SPAIN’S INTERIOR Minister says national threat level will be kept at second-highest after reviewing details of last week’s Manchester terror attack.
After reviewing details of the recent suicide attack at a pop concert in Manchester, Spain’s Interior Ministry has decided to keep the country’s terrorism threat level at 4, the second highest.
This level was activated in June 2015 in the wake of attacks in Tunisia, France and Kuwait, and means increased monitoring of critical infrastructure such as airports, nuclear power plants and travel hubs.
Interior Minister Juan Ignacio Zoido announced the decision after presiding a meeting of counter-terrorism experts who have been gathering once a week for the last two years.
Zoido said that the circumstances of this latest Jihadist attack are such that Spain’s level does not need to be modified.

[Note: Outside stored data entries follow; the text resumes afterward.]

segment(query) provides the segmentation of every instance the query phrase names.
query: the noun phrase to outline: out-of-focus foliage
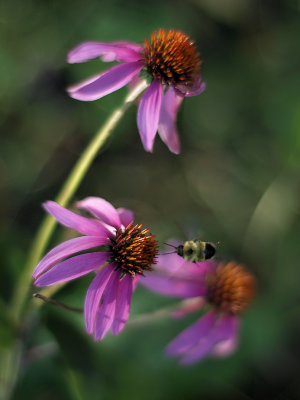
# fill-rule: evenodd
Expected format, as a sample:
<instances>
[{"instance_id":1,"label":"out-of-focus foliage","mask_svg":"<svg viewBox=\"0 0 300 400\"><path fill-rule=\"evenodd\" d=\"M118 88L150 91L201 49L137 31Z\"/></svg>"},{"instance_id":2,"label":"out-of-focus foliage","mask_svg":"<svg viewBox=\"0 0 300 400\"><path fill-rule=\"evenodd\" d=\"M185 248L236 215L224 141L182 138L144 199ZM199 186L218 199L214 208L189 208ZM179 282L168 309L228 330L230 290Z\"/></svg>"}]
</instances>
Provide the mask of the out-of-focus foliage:
<instances>
[{"instance_id":1,"label":"out-of-focus foliage","mask_svg":"<svg viewBox=\"0 0 300 400\"><path fill-rule=\"evenodd\" d=\"M21 1L0 3L0 348L14 326L3 310L44 215L94 132L126 89L99 101L65 88L108 65L67 65L86 40L142 42L160 27L197 43L207 90L178 115L182 154L145 153L132 107L76 198L131 208L160 242L220 241L258 278L238 352L181 368L165 345L197 316L129 323L94 343L81 315L44 305L24 332L14 394L24 399L299 398L300 53L296 0ZM52 244L69 235L56 231ZM91 277L56 298L82 306ZM172 304L138 288L131 317ZM3 307L2 307L3 305ZM0 382L1 385L1 382Z\"/></svg>"}]
</instances>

There are no known links between the Manchester bomber and individuals living in Spain.
However, experts are recommending that the police participate in security measures at crowded public events such as soccer games and music concerts.

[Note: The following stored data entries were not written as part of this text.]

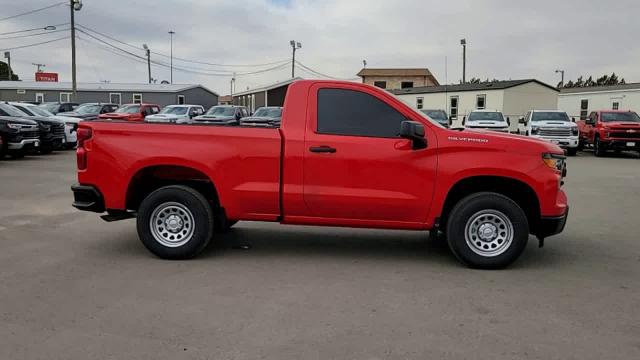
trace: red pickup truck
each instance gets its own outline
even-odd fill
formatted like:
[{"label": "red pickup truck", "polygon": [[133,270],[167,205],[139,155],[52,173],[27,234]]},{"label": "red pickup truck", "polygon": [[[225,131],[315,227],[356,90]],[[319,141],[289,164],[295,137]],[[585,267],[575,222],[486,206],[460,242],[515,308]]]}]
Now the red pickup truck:
[{"label": "red pickup truck", "polygon": [[251,220],[440,231],[465,264],[500,268],[568,214],[556,145],[449,130],[350,82],[294,82],[279,127],[83,122],[77,163],[73,205],[137,217],[166,259]]},{"label": "red pickup truck", "polygon": [[640,152],[640,116],[633,111],[594,111],[577,124],[580,147],[593,146],[598,157],[604,156],[608,150]]},{"label": "red pickup truck", "polygon": [[100,114],[100,120],[126,120],[126,121],[144,121],[149,115],[160,112],[160,106],[156,104],[126,104],[118,108],[112,113]]}]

The police are being asked to maintain “a permanent state of tension” during the entire duration of these events, and to not let their guard down until attendees have left the area.

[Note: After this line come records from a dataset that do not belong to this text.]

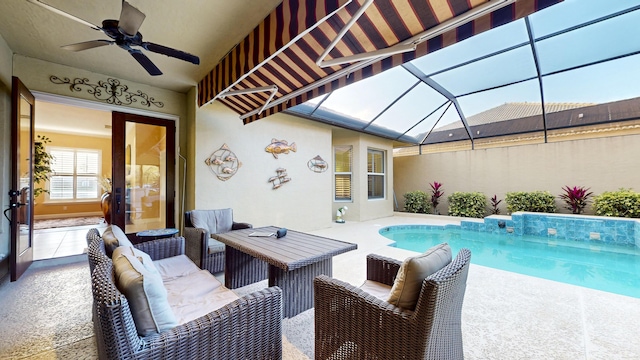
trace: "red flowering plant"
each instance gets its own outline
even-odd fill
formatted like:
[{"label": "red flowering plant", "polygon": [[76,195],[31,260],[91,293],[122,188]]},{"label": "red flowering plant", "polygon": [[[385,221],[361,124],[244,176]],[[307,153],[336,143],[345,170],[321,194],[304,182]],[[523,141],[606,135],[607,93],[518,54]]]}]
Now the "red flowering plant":
[{"label": "red flowering plant", "polygon": [[493,195],[493,197],[490,200],[491,200],[491,213],[493,215],[500,214],[500,209],[498,208],[498,205],[500,205],[502,200],[498,200],[498,195]]},{"label": "red flowering plant", "polygon": [[593,195],[589,188],[584,186],[574,186],[573,188],[565,186],[562,188],[564,193],[560,194],[560,199],[565,203],[565,209],[571,210],[573,214],[581,214],[587,207],[589,198]]},{"label": "red flowering plant", "polygon": [[433,208],[434,214],[439,214],[437,207],[440,204],[440,197],[444,195],[444,191],[442,189],[442,183],[434,181],[431,186],[431,207]]}]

“I ask that there be no relaxation of any kind,” said Zoido.
A day earlier, Catalonia’s head of internal affairs, Jordi Jané, had made similar recommendations in light of the fact that the Manchester bomber blew himself up as the concert by US singer Ariana Grande was practically over.
Additional police patrols were sent out in December of last year following the attack on a Berlin Christmas market.
The police are asked to maintain “a permanent state of tension” at crowded events
Zoido also called on citizens to cooperate with law enforcement in the detection of potential Jihadists.
The minister underscored that this kind of assistance has already led to several arrests, and expressed rejection of the kind of media leaks about the Manchester bombing that have prompted protests by the governments of Britain and the US. Zoido said it is “essential and fundamental” to keep these kinds of inquiries secret.
The minister rejected a petition by some political parties to call a meeting of signatories of Spain’s Anti-Terrorist Pact, a cross-party agreement to work together on issues of national security.
Zoido said he would inform each and every one of the political groups in parliament about the conclusions of this week’s counter-terrorism meeting.
A recent study found that Spain heads the list of EU nations with the biggest death toll from 21st-century terrorism, with Britain second on the list.